A new study finds that global warming will bring with it an increase in agricultural pests, which will lead to significant crop loss across the globe.
Scientists have already raised grave concerns about the effects of climate disruption on global agriculture. Research has shown that rising temperatures can reduce nutrient quality in staple grains, and that droughts and flooding can reduce yields. The recent report adds an additional worry.
The new findings make “intuitive and scientific sense,” based on what scientists already know about insects, says Michelle Tigchelaar, a research associate at the University of Washington and a co-author of the study.
Insects are ectotherms.
“This means that as the global temperature rises, their body temperatures rise, and so they will eat more. Essentially, their energy use goes up,” she says.
And as temperatures rise, more insects will survive through the winter and reproduce at faster rates.
Put those two things together and the result is a larger insect population that will need to eat more to survive.
The unique part of the study, Tigchelaar says, was that it was the first time scientists quantified how big these impacts could be.
“What's surprising about these results is that this is not an insignificant contribution to future crop losses,” she says. “It is not going to be the dominant factor of how climate impacts crops, but it is not insignificant and will definitely aggravate the problem.”
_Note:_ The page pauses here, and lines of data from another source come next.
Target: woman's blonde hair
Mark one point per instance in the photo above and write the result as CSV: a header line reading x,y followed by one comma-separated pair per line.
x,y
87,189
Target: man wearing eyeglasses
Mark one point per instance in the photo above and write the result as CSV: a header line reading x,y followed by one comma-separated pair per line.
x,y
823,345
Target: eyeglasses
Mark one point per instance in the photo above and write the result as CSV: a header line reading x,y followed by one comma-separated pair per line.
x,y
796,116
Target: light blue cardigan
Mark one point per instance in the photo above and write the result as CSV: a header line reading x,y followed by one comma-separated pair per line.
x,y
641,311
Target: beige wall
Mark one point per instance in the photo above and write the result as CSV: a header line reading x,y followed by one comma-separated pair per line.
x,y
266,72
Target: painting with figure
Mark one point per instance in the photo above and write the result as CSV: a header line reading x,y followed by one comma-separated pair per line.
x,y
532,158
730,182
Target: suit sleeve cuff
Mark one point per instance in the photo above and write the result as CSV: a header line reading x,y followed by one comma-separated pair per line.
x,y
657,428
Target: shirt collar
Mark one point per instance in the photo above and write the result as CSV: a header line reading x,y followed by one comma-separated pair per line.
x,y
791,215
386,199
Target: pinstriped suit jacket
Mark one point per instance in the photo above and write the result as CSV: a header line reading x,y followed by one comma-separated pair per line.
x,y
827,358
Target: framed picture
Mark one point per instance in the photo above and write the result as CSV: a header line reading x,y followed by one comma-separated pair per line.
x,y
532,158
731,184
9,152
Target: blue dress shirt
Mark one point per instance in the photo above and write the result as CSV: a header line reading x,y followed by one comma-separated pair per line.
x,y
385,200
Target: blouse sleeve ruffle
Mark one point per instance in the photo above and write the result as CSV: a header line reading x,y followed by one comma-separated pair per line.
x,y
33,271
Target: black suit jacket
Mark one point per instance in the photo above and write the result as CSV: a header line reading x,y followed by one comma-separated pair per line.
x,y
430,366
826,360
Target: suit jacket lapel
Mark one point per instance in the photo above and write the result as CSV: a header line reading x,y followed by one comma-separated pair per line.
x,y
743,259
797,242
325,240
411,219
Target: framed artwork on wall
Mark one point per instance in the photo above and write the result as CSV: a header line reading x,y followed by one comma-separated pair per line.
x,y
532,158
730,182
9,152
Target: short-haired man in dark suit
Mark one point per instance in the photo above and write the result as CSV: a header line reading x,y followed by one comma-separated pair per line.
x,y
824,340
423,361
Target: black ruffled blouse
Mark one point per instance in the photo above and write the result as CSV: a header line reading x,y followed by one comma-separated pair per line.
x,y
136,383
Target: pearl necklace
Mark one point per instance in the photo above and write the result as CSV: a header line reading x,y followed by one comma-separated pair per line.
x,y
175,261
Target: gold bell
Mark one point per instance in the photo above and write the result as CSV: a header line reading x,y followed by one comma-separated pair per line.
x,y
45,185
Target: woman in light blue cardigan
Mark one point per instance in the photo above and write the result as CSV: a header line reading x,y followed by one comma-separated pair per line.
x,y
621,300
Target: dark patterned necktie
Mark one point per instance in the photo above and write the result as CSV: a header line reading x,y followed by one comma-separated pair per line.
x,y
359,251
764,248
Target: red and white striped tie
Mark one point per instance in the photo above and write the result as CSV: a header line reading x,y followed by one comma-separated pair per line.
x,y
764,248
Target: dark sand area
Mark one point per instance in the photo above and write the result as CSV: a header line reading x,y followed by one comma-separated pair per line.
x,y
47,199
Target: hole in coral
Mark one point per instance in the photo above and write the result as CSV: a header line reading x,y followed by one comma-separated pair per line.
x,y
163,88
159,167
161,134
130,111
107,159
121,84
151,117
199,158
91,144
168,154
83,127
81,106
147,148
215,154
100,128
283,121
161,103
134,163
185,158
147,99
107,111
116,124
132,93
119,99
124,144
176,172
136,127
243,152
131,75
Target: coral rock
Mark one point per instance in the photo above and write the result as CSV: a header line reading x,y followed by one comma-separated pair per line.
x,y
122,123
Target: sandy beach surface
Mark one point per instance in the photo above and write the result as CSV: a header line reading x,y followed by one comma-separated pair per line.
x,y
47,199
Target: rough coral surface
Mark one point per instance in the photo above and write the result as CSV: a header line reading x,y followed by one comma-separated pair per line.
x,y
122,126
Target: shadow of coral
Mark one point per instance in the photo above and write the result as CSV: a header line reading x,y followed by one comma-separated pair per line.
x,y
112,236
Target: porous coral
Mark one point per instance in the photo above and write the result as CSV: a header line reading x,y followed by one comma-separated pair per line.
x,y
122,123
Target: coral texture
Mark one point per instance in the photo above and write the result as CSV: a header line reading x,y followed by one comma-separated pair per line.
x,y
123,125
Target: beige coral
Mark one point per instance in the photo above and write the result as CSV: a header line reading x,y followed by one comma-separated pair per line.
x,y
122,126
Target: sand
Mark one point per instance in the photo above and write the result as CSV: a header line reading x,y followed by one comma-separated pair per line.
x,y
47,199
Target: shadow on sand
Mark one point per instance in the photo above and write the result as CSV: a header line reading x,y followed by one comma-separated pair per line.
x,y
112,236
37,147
The insect boom will primarily affect the world’s main staple crops — corn, wheat and soy. Wheat will likely see the largest crop losses, Tigchelaar says, because it is grown in temperate climates, where the study predicts the largest rise in numbers of insects will occur.
To put a figure on it: Two degrees of global warming could double the volume of wheat that is currently lost to pests.
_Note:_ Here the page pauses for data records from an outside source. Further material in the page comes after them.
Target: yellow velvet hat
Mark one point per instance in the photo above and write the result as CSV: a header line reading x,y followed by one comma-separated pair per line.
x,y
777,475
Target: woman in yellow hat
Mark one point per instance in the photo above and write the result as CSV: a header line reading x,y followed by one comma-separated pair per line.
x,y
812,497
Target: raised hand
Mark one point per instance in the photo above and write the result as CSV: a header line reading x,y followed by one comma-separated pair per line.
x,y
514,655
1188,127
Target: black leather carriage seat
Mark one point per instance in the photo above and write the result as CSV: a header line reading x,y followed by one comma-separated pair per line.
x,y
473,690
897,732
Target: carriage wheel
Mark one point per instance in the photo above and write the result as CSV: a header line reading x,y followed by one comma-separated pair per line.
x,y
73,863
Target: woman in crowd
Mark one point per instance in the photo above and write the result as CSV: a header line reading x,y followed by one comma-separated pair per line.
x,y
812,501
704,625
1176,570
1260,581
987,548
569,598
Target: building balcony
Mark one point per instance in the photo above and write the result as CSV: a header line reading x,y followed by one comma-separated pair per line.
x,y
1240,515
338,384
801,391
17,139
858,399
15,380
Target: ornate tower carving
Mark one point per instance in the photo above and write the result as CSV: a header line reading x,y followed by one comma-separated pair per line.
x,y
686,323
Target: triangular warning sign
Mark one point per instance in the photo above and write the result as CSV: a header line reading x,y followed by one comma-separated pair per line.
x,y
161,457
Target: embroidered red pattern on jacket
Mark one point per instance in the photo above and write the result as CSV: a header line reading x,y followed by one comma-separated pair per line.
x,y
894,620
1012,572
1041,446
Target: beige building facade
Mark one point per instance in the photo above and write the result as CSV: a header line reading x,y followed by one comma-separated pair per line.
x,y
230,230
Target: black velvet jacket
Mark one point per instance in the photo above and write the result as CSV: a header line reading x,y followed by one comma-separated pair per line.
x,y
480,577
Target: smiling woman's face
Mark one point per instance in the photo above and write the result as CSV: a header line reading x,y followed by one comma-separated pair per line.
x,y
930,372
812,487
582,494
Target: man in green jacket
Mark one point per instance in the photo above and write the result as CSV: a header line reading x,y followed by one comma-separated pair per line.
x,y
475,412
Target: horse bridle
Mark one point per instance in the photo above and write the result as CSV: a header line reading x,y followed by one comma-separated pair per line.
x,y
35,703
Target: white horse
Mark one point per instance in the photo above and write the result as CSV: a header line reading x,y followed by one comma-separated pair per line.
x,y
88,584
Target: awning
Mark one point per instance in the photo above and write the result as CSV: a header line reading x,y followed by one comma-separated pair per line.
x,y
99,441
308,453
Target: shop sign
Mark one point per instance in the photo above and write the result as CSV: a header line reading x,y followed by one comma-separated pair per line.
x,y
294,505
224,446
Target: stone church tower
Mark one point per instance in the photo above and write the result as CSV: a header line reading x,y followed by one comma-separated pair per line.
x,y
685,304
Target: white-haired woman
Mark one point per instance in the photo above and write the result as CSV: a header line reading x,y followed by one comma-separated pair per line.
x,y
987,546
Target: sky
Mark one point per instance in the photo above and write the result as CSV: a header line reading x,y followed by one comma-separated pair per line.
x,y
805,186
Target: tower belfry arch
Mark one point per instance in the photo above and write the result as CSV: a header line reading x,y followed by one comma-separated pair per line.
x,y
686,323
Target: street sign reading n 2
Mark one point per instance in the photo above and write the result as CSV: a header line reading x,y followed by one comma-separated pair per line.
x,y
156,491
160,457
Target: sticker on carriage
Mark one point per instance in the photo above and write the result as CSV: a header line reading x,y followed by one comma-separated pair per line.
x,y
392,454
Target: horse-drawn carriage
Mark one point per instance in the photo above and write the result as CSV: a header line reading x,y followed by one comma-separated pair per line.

“Our projections show that those crop losses could be on the order of several hundred million tons,” Tigchelaar says. “Combined with the other impacts of climate change on food production, these impacts are tremendously important, especially for the more than four billion people on this planet who depend critically on staple crops for their sustenance. Households that spend the majority of their income on food will be extremely vulnerable to price shifts.”
The nations of the world can take some steps to prevent or at least mitigate these crop losses, the most obvious one being to limit climate change, Tigchelaar says. Farmers and farm policy specialists should also look into new pest management strategies, as well as investments in crops that are more resilient against heat and pests.
“Breeding strategies [will be] an important part of any solution to climate change, but they're not going to be able to get us there alone,” Tigchelaar says. “Crop scientists have been trying for several decades to breed crops with increased resistance to heat, with little to no avail. That means that farming practices and perhaps what we eat are going to have to change.”
The good news from the research is that “a lot of the projected impacts of climate change on agricultural crops are interconnected,” Tigchelaar says.
“Solving climate change, solving pest impacts and solving the food crises that we're facing here in the United States might have common solutions around better land management practices and better public health policies,” she says. “If this kind of work can galvanize those kind of changes, that would be a really positive impact.”